The signature part of bubble teas are the black, ball-shaped tapioca
pearls (or flavored, candy-like jellies) that sit at the bottom of the cup and
are sucked through a big straw to add texture to the drink. (Still with me?) The one we tried, however, was plum-flavored
with gobs of PUDDING on the bottom.
Weird but yummy.
In conclusion, I would like to thank Canada for helping expand my liquid palate. (And, yes, that includes you, Molson.)
This
weekend, we hosted our first official visitors!

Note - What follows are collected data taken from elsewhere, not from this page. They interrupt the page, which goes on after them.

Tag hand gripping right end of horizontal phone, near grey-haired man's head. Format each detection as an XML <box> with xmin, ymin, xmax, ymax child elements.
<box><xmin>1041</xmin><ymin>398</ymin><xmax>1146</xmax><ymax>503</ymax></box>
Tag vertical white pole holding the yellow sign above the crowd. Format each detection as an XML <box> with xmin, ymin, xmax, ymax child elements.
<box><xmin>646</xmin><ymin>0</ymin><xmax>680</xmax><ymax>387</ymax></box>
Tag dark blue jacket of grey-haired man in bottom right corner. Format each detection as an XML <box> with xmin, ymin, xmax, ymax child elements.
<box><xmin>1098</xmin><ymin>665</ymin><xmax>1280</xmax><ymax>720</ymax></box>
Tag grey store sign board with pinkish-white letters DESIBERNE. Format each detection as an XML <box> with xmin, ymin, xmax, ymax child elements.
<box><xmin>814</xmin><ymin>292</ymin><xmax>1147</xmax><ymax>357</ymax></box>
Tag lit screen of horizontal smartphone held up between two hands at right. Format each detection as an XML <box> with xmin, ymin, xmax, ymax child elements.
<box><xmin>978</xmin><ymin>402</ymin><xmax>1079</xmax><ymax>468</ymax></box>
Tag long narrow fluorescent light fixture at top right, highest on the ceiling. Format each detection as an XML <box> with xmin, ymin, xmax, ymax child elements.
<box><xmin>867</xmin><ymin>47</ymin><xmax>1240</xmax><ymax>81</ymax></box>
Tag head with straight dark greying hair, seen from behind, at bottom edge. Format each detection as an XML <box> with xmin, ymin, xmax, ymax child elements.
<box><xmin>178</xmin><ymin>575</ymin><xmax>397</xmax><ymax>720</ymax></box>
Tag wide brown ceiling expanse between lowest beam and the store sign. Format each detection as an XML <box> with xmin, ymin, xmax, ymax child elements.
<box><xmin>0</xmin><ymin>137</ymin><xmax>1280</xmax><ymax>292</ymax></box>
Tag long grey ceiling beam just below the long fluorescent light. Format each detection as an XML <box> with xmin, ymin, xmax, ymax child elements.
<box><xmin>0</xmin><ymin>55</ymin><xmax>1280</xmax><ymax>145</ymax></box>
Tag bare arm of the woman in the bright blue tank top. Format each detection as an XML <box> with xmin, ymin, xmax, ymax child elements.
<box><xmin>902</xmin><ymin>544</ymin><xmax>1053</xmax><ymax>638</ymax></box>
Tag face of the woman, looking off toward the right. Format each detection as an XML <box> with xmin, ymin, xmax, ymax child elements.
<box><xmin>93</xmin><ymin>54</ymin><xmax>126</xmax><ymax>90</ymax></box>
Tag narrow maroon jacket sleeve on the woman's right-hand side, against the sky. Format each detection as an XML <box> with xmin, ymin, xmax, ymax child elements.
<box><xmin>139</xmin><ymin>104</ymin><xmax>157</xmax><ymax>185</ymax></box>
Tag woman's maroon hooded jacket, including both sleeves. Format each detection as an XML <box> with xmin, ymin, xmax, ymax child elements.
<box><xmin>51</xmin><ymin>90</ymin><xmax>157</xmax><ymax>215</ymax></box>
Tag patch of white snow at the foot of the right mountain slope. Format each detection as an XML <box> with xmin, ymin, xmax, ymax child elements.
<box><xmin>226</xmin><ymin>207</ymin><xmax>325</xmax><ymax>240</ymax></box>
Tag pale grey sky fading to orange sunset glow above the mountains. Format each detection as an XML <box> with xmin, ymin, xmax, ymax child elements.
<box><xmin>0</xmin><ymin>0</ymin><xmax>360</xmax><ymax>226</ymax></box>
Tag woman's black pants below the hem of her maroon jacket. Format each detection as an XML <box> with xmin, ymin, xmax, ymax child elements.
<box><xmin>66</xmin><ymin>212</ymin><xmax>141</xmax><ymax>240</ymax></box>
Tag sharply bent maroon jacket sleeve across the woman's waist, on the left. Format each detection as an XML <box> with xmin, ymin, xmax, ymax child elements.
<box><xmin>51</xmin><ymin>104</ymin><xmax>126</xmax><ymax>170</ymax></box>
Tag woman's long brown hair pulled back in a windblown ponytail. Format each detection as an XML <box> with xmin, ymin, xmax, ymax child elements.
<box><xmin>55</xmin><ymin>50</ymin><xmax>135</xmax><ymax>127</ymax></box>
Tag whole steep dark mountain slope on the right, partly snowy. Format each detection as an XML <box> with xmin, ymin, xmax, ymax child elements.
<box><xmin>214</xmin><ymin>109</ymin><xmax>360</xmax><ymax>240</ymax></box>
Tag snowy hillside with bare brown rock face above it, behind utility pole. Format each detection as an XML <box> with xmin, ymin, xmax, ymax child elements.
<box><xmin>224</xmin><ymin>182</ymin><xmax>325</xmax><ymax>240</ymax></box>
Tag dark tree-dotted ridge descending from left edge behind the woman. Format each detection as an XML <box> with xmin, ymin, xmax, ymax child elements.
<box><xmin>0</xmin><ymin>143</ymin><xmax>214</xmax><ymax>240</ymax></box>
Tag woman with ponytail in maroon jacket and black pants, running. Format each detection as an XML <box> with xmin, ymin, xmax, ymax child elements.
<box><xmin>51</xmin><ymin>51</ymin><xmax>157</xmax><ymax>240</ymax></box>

My parents flew in to Seattle
for Memorial Day and, along with my brother, braved the holiday lines at the
border to drive up and see us. It was
the first time my dad has been to Vancouver
and, therefore, the first time we’ve ever been in the city as a complete family
<cue Full House music>.
Despite
a nasty head cold (that knocked me on my ass Thursday-Monday), I enjoyed spending
time with everyone. On Friday, we hit up
the Lookout tower (the Vancouver
equivalent of the Seattle Space Needle) and saw the newest Indiana Jones movie
at a downtown theatre. On Saturday, we
toured Stanley Park, drove both North Shore bridges, walked the Lynn Canyon
suspension bridge and stopped by Queen Elizabeth Park (joining dozens of neon-clad
high schoolers dressed up for prom). The
weather was perfectly sunny and breezy; we really couldn’t have asked for a
better three days.
And,
for those of you wondering, we were able to find places to feed my dad. Not that he needs to be...fed in the literal
sense, just that he’s a meat-and-potatoes guy, and this is not so much a
meat-and-potatoes town. But we hooked
him up with hamburgers, hot dogs, beef ravioli and prime rib. So you meat-lovers needn’t worry: you will be
welcome here!
On
Thursday night last week, Shane and I headed out to Commercial Drive – the “artsy” part of
town – for a series of concerts. The
Libra Room along the Drive was hosting four artists as part of the larger New
Music West event. I was particularly
interested in seeing Kensington Prairie, an off-shoot of local indie band Maplewood Lane
(whose music I know and love).
The
Libra Room presents live music every night, so the set-up is perfect for
performance. There is a small, foot-high
stage along the front window of the restaurant, creating an intimate feel for
the attendees and providing an intriguing peek inside for people passing by. We sat down at a table not 20 feet away from
the stage and ordered a few drinks and dessert (mmm, chocolate fondue).
Each
group went on for about 45 minutes. The
first two bands were from Australia
– one, a solo female act with a very funky, jazz sound and the other a male and
female duo that combined catchy keyboard hooks with a violin to create “gypsy
folk.” (Shane and I both preferred
the latter.) Kensington Prairie played
third, and I liked their soothing, country sound (very Hem-like) enough to buy
their debut CD after.
But
the most entertaining part of the night was the final band, an Icelandic group called Sprengjuhöllin. With five guys crammed on stage, they rocked
the joint with poppy, upbeat tunes, like a foreign meld of Belle &
Sebastian with Jimmy Eat World. They
were also hilarious; since most of the songs are in Icelandic,
they would makeup names for each piece to amuse the audience. Examples included Maple Syrup, Hockey Game (Vancouver Wins Over Montreal)
and Undress Me With Your Lazy Eye. Oh, and a song about “how the Canadian border
guards are all really nice and the American border guards are really mean and
evil.” Awesome (and also: true).
All in all, our virgin concert experience in Vancouver garners two thumbs up. And that doesn’t even factor in getting home at 12 a.m. and NOT HAVING TO WORK THE NEXT DAY. (Ah, the sometimes perks of unemployment.)